Walnuts Health Benefits
Over the past decade, a lot of scientific research has been done on walnuts’ health benefits. What this little nut can do for your health is amazing. It has been known for a long time as the heart-healthy nut because of all the health benefits it provides to your heart, but that’s only one of the benefits of walnuts. They also promote bone health and help with weight loss. Here is some more information on the mighty walnut.
- Nutrients in Walnuts. Walnuts are a great source of plant protein and plant sterols. They also have more monounsaturated and polyunsaturated fats than any other nut. These fats are mostly omega 3 fatty acids and alpha linolenic acid. They are loaded with B vitamins, fiber, antioxidants like vitamin E and magnesium. The omega-3 fats in walnuts, flaxseed and cold-water fish are flexible and fluid and help the nutrients and wastes to get in and out of the brain cell membranes easier.
- Reducing Risk of Heart Disease. Eating walnuts as part of your diet helps reduce heart disease risk. They help make blood vessels more elastic and reduce the accumulation of plaque. This claim has been approved by the FDA in 2004. Adding 1.5 ounces of walnuts to your diet helps reduce the risk of heart disease. Use them for a snack, put them on salad, or sprinkle on your oatmeal. They have also been shown to reduce LDL (bad) cholesterol and C-Reactive Protein (CRP) which aids in marking and predicting heart disease.

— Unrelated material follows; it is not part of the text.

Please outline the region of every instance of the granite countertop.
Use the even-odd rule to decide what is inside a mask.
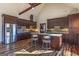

- Walnuts v. Olive Oil. A small study in Spain showed that in Mediterranean-type diets adding walnuts with their omega-3 fat and alpha-linolenic acid may be more important in promoting heart health than eating a fatty meal with olive oil. People with high cholesterol who ate the walnuts had a 24 percent increase in blood flow in the brachial artery of the arm, and the ones whose meal contained olive oil actually had a 36 percent decrease in blood flow. Cholesterol and triglycerides decreased in about the same amount for both olive oil and walnuts. This study showed that the protective fat from walnuts is better in reducing the bad effects of a diet in saturated fats than the neutral fat olive oil. It just may not be the olive oil in a Mediterranean diet that is providing the protective health benefit because the diet also contains a lot of nuts, vegetables, fruits, whole grains, legumes and fish. The health benefits may be a combination of all of them that protects against diseases, cognitive decline and several cancers.
- Low Omega-3 Consumption. In several studies around the world, the rates of depression in adults and ADHD in children increased when omega-3 consumption was low. In a Purdue University study, there was also an increase in hyperactivity, sleep problems, learning disorders and behavior problems when the intake of omega-3 was low. Sixty percent of Americans are deficient in omega-3 fats and twenty percent have so little it doesn’t even register in a blood test.
- Walnuts and Sleep. Melatonin, a bio-available antioxidant which helps induce and regulate sleep, has been found in walnuts. Our melatonin levels decrease as we age so eating walnuts is a great way to replenish our supply. A study from the University of Texas found that eating walnuts tripled the levels of melatonin in our blood, and in animals, it increased the antioxidant activity in the bloodstream. The study theorizes that if the body can resist free radical damage, eating walnuts may reduce cancer risk and the severity of Parkinson’s or Alzheimer’s disease. Further investigation is being done.